¡Hola!, probablemente no saben ni cómo me llamo. Pareciera que tanto como a mí, la vida les cambió cuando el estado repitió sin parar la palabra «confinamiento» o «cuarentena» . ¿Obligados a estar en casa, por más de 50 días? ¡Nos hubiera sonado un tanto descabellada la idea, pero el Coronavirus provocó cosas que NUNCA hubiéramos imaginado!

Por Martha López – @mass.contenido 

No nos conocemos, de hecho ni sabía de sus existencias, vivíamos tan ocupados en un mundo de ida y vuelta que ni siquiera nos dábamos el tiempo de observar a nuestro alrededor… ¡Esto es tan real, yo no vivía el aquí y el ahora!

Viendo al rededor y yendo un poco más allá de mi apartamento, sin terraza, pero con ventanales grandes sin cortinas me encontré a una señora que pasa sola todo el día con una nana que la cuida. La señora pasa viendo canal 2 y cada vez que puede se da un aire en su terraza para que no se le entumen las piernas. ¡Ve un carro o una persona caminando fuera de su edificio y hace señas con sus manos para que se regresen a sus casas! Siempre he querido gritarle que no esta sola, pero siento que me gritará «cállese», igualmente antes de que termine este confinamiento lo haré o a lo mejor me acerque a ella a decírselo en persona.

Hay un vecino que siempre que decidimos almorzar se pone a hacer ejercicio en su bicicleta estacionaria que tiene en la terraza. ¡Lo admiro mucho porque pasa casa una hora pedaleando! Son solteros, por lo que alcanzo a ver, él se ve muy serio y su pareja se la pasa todo el día con ropa deportiva.

Hay una mamita con un niño de Síndrome Down que de vez en cuando veíamos con mi hija cuando íbamos al parque. Estaba ya para tener su segundo hijo, su panza estaba grandísima. ¿Pues qué creen? Lo tuvo en plena cuarentena. ¡De repente escuchamos un bebé llorar y nos dimos cuenta que ya había tenido a su bebé! Ahhhhhhhh, ese sonido que destila vida en medio de la tempestad. ¡No se imaginan lo reconfortante que es escuchar ese llanto!
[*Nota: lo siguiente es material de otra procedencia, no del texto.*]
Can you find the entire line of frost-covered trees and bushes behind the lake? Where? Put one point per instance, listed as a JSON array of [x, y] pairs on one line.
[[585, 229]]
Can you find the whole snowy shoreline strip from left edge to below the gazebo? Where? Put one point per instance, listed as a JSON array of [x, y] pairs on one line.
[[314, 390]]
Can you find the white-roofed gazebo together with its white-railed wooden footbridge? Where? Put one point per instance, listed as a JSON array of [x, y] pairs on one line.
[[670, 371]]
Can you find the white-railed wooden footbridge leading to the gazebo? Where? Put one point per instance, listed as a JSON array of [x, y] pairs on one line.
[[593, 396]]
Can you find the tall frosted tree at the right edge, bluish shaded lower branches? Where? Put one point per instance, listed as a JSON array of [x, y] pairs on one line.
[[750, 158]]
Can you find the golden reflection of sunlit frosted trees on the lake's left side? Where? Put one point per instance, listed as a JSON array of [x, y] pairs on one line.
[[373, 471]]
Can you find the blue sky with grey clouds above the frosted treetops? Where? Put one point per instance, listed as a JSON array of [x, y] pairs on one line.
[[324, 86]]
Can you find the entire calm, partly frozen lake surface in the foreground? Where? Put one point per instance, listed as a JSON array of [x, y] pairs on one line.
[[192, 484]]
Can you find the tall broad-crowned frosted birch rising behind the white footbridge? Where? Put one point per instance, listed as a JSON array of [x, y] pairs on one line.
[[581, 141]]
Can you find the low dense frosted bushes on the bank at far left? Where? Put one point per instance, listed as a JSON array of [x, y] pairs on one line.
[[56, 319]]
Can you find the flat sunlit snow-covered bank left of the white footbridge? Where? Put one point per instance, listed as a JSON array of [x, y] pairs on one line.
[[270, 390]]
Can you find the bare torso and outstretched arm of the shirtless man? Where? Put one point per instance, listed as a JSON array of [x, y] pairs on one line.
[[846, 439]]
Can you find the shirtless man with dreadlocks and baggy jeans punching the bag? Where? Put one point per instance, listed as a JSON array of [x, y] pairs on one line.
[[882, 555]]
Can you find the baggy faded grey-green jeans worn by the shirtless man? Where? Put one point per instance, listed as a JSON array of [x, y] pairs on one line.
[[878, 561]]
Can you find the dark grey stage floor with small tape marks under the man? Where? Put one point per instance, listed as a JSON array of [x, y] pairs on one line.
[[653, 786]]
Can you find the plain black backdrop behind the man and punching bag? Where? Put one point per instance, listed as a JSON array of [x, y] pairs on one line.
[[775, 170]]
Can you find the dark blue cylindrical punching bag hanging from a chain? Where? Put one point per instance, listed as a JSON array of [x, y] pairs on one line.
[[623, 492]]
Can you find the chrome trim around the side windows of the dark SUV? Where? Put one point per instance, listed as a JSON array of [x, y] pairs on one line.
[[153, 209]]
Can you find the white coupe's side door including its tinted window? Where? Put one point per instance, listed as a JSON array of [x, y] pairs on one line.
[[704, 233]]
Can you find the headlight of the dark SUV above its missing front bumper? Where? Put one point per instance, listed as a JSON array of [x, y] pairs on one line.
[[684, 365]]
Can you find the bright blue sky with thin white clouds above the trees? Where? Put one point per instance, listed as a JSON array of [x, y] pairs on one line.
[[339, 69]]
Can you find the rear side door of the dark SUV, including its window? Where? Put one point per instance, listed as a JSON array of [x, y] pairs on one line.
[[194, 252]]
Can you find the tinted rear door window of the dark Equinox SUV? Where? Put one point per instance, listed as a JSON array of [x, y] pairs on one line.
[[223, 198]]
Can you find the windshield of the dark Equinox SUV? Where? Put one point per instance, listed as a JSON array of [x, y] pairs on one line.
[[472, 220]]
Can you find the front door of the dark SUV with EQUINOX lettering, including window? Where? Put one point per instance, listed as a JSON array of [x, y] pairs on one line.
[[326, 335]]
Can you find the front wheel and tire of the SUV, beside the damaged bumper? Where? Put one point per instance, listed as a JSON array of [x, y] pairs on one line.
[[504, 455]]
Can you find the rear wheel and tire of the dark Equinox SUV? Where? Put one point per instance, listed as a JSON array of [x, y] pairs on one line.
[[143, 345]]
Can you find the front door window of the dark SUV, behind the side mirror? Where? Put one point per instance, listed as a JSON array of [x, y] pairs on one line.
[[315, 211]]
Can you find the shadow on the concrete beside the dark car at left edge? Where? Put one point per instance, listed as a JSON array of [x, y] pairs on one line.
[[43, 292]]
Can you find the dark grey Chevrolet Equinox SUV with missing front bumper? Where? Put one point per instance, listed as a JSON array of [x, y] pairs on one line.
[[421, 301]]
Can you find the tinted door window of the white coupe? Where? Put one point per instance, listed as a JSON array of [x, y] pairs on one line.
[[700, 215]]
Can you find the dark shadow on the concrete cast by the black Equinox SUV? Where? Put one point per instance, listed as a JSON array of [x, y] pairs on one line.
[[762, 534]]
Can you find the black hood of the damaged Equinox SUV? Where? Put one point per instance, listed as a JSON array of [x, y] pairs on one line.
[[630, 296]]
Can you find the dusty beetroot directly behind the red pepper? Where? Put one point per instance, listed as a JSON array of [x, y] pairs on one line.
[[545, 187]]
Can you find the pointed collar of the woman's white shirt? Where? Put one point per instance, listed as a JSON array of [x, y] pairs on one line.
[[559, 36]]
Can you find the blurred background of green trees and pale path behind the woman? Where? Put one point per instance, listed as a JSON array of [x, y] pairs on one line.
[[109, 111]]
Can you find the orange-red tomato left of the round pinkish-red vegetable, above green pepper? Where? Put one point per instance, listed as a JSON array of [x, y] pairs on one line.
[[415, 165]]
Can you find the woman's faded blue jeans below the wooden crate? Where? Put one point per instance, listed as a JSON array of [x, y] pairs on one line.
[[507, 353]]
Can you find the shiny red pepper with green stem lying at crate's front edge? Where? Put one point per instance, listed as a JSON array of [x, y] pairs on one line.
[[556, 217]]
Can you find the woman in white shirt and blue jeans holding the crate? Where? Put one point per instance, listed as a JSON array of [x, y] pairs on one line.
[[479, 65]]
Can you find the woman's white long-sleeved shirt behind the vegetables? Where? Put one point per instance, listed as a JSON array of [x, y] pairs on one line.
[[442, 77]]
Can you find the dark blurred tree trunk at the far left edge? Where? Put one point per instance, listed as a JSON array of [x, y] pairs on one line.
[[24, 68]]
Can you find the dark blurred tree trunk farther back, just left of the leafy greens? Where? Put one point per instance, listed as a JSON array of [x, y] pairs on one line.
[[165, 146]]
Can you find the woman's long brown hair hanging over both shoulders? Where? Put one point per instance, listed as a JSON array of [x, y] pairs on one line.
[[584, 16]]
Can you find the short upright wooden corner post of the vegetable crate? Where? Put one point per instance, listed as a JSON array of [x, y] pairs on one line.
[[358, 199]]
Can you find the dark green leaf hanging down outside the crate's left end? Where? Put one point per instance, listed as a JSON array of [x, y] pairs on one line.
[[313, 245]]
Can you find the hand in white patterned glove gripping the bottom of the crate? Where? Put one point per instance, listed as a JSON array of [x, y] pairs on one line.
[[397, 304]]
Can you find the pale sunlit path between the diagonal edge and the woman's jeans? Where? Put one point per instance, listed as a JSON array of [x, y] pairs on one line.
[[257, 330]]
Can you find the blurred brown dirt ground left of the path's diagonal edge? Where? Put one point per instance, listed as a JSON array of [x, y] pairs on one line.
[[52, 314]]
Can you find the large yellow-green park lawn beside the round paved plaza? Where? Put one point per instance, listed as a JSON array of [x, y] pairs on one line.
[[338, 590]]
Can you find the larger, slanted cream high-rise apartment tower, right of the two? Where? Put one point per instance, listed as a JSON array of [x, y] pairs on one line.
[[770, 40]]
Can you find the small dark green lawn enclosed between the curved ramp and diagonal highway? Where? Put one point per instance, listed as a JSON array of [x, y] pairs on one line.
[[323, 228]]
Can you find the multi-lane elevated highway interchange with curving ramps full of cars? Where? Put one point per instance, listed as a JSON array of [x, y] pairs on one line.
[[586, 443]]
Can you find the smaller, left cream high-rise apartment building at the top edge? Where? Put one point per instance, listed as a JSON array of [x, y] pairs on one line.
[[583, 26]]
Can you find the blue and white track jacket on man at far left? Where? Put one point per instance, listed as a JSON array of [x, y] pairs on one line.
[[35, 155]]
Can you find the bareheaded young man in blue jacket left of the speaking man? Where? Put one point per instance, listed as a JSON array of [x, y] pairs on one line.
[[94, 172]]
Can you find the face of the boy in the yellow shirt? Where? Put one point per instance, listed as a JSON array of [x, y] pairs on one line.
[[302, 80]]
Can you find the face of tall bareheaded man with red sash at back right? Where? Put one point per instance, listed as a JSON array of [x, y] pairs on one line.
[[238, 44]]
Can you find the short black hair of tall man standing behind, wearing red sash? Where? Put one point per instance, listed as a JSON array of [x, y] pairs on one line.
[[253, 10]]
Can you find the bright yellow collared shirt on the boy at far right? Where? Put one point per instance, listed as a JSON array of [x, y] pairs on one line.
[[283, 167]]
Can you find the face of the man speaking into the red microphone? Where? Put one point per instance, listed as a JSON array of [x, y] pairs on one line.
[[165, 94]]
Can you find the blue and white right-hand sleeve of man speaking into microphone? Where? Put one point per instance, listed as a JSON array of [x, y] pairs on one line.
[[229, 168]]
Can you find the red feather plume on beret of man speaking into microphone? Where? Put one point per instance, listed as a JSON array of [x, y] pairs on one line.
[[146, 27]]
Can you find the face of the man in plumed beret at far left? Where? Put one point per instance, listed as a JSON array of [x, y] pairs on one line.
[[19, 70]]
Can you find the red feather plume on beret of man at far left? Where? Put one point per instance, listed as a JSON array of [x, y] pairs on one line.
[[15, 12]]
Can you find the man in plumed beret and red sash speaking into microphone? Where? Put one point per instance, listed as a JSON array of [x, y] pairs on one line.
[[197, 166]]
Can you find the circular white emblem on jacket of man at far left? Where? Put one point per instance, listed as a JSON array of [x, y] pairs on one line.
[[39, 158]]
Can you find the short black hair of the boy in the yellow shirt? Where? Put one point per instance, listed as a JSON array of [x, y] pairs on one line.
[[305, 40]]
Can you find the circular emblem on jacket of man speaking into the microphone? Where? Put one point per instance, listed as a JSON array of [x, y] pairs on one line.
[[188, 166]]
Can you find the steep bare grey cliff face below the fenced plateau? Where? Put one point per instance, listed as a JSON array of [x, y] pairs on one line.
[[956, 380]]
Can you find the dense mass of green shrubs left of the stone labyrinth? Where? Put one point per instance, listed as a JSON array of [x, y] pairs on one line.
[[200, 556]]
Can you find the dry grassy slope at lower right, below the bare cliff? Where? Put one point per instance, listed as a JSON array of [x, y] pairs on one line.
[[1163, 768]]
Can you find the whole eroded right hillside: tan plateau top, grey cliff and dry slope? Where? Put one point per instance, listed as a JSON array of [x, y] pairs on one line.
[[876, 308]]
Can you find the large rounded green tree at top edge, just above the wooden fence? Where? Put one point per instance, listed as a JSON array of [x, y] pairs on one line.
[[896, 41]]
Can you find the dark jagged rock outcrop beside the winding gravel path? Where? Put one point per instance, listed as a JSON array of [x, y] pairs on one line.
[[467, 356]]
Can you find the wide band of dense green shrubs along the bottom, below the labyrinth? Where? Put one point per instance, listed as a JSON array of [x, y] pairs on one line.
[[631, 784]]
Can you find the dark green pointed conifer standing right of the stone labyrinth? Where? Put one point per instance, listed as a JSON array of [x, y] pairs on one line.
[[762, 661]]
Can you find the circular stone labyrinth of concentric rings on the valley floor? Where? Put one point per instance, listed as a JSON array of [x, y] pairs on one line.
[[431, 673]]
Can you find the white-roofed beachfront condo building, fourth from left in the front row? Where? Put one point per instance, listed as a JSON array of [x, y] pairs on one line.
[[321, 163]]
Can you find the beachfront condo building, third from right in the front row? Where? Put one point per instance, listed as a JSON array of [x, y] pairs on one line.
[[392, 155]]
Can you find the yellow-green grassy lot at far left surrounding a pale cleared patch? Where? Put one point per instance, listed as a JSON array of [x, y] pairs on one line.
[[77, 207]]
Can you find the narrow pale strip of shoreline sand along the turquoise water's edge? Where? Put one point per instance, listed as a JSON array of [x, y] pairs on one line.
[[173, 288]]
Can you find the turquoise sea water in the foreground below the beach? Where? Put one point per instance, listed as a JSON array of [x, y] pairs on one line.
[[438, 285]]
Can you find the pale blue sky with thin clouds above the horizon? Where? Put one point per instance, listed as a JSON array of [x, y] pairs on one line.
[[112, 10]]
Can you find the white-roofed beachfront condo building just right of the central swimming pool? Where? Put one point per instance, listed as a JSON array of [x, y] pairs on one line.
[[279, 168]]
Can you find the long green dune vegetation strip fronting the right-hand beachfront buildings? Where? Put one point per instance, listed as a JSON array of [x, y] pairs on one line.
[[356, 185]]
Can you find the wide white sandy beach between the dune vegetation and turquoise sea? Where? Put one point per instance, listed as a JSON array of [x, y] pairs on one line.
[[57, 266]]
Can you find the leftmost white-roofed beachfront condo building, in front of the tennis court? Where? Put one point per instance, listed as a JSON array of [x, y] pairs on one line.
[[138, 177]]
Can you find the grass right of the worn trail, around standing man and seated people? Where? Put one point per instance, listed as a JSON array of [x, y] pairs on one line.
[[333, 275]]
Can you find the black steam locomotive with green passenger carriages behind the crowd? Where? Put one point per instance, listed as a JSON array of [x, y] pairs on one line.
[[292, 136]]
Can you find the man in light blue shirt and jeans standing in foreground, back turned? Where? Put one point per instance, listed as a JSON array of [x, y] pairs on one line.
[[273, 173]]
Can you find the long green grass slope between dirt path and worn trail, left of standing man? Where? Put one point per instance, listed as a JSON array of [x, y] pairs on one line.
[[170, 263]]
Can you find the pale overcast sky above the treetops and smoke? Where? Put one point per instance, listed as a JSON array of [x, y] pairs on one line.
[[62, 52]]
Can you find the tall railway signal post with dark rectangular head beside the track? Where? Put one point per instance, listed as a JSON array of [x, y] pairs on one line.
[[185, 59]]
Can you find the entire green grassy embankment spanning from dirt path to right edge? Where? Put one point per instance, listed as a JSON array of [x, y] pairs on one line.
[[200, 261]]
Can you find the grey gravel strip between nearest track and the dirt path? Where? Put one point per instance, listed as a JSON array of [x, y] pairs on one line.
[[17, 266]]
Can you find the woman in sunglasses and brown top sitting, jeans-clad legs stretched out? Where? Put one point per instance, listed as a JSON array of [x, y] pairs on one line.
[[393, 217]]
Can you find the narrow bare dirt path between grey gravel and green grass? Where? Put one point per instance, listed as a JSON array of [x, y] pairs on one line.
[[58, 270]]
Enfrente y más lejos de nuestro edificio, hay uno con más de 50 pisos con terrazas lindas y saben qué… ¡casi nadie sale a tomar el sol o aire fresco! Es algo que nos impresiona, pero definitivamente siempre queremos lo que no tenemos y lo que tenemos no lo aprovechamos!

Hay una pareja, que parece viven solos, salen todas las mañana a desayunar y tomar su café a la terraza. Siempre digo que quiero, cuando mis hijos estén grandes, salir a tomar el sol entre pláticas de esperanza y risas con mi esposo.

¡No, no soy ninguna espía, ni nada por el estilo! Solo soy una persona en cuarentena que descubrió que hay algo más allá de la rutina. ¡No conozco lo que mis vecinos (que viven enfrente del edificio) sientan o piensan, eso es algo tan íntimo, pero si deseo llevarles un poco de esperanza con letreros que dejo en mi ventana con dibujos que hacemos con mi hija!

¡Sea cual sea tu realidad hoy, ten por seguro que es mucho mejor de la que era antes! Volvimos a vivir, a respirar, nos pusieron un alto necesario que nuestro cuerpo y mente pedía a gritos sin saberlo o mejor dicho sin quererlo aceptar. ¡Siéntete afortunado, lo eres!

Ah, probablemente no sepas dónde vivo, imagínate y seas uno de mis vecinos que describo en estos párrafos. ¡Si lo eres, quiero decirte que he aprendido mucho de ti!

¿Y tú qué ves más allá de las ventanas de tu casa o apartamento?